Polémique autour des moutons : Ahmed El Bouari corrige ses déclarations
La question du prix des moutons destinés à l’Aïd Al-Adha continue d’alimenter les débats au sein de l’opinion publique et de la sphère politique. Lundi, la séance hebdomadaire des questions orales à la Chambre des représentants a été marquée par de vifs échanges autour du coût du sacrifice et de l’état du cheptel national, après des déclarations controversées du ministre de l’Agriculture, de la Pêche maritime, du Développement rural et des Eaux et forêts, Ahmed El Bouari.
Face aux interrogations des députés concernant la flambée des prix observée dans plusieurs marchés du Royaume, le ministre a défendu la capacité du marché national à couvrir les besoins de l’Aïd. Selon les chiffres présentés devant les parlementaires, l’offre disponible atteindrait près de 9 millions de têtes d’ovins et de caprins, alors que la demande nationale serait estimée entre 6 et 7 millions de têtes.

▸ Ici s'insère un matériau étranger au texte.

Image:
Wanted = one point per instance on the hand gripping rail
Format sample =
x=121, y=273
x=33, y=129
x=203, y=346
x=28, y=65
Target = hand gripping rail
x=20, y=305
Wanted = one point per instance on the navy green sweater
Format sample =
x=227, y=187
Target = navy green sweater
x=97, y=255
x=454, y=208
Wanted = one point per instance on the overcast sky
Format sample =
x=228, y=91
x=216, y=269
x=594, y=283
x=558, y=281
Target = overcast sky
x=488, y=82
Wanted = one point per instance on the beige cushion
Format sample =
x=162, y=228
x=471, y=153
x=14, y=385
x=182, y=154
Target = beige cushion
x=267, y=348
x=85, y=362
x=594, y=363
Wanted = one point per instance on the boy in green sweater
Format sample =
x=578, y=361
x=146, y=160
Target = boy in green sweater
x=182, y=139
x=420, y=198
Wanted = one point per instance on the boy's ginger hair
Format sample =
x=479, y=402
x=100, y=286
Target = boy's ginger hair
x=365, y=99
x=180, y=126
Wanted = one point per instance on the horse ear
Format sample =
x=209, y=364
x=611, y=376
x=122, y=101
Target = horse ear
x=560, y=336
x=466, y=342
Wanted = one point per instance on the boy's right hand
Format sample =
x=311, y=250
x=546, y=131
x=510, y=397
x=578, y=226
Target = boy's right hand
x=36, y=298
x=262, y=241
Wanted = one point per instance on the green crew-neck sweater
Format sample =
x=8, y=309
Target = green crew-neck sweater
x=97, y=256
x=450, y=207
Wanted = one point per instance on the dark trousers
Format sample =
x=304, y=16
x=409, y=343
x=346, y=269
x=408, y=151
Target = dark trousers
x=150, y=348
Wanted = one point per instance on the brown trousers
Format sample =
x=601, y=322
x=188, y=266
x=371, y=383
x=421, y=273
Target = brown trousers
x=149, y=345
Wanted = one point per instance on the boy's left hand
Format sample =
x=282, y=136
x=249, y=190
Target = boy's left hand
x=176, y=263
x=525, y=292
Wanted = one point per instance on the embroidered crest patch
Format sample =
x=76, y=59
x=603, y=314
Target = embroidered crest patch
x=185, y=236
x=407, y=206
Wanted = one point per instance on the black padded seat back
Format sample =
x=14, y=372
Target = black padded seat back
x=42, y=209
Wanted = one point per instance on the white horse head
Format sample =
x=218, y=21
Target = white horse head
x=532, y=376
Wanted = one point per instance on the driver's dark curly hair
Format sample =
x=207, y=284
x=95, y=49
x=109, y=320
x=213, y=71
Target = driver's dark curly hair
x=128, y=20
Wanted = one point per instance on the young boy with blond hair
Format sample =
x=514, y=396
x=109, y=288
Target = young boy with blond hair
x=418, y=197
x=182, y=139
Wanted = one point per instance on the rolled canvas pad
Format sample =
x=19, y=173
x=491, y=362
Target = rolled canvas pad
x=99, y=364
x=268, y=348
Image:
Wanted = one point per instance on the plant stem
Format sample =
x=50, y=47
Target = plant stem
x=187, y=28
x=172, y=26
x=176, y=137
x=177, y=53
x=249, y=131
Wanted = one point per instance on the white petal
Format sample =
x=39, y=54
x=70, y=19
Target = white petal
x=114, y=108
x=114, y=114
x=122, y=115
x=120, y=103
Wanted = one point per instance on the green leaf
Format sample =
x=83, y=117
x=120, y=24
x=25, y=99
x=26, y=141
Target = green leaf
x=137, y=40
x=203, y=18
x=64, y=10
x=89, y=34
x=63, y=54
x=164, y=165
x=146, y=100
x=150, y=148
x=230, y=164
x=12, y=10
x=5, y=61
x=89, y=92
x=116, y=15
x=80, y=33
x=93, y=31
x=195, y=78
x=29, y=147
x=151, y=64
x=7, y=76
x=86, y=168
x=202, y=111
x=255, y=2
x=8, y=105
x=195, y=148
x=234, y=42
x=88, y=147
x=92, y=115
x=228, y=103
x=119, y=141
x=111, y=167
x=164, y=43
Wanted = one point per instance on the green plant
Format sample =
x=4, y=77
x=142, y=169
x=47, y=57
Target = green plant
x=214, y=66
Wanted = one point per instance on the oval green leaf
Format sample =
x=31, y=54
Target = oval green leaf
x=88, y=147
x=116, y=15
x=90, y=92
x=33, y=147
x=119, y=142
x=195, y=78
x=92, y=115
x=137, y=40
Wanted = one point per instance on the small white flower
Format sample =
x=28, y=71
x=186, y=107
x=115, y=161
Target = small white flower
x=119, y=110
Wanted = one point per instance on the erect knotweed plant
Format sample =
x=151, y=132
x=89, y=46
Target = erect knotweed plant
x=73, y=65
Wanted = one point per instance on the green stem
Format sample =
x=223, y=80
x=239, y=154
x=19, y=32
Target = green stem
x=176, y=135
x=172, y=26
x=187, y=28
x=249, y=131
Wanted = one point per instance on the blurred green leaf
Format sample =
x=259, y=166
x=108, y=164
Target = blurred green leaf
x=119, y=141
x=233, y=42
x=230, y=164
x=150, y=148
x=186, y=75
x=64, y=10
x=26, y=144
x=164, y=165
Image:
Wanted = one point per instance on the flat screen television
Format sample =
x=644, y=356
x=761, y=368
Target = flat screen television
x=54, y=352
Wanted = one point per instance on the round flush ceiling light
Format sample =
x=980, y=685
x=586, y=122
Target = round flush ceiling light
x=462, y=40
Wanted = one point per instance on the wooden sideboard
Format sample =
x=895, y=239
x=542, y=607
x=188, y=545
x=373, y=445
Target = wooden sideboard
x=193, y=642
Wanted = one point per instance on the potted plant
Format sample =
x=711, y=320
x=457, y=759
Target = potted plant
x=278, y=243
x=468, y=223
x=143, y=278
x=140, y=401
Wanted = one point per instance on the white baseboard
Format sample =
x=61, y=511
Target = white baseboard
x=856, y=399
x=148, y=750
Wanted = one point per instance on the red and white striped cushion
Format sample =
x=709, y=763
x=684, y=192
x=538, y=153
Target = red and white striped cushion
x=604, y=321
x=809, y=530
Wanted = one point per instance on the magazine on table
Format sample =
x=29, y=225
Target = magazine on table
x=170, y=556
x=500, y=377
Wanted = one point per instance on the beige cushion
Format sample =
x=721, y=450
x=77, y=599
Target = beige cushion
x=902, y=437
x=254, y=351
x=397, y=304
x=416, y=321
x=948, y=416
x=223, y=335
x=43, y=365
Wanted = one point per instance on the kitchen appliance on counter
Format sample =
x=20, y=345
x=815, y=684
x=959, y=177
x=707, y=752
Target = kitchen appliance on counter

Le ministre a également assuré que les souks connaissent une offre abondante, avec des prix variant selon les régions et le gabarit des animaux. Cependant, une déclaration sur les tarifs pratiqués a rapidement suscité la controverse. Devant les députés, Ahmed El Bouari a affirmé que certains moutons étaient proposés à « 1.000, 1.500, 2.500 ou 3.000 dirhams », précisant avoir personnellement visité plusieurs marchés pour constater les prix sur le terrain.
Ces propos ont immédiatement provoqué des réactions au sein de l’hémicycle. Plusieurs élus de l’opposition ont contesté l’existence de moutons à 1.000 dirhams dans les marchés marocains, jugeant cette estimation déconnectée de la réalité vécue par les ménages. Le président du groupe Haraki, Driss Sentissi, a notamment dénoncé des déclarations susceptibles, selon lui, « d’induire les Marocains en erreur ».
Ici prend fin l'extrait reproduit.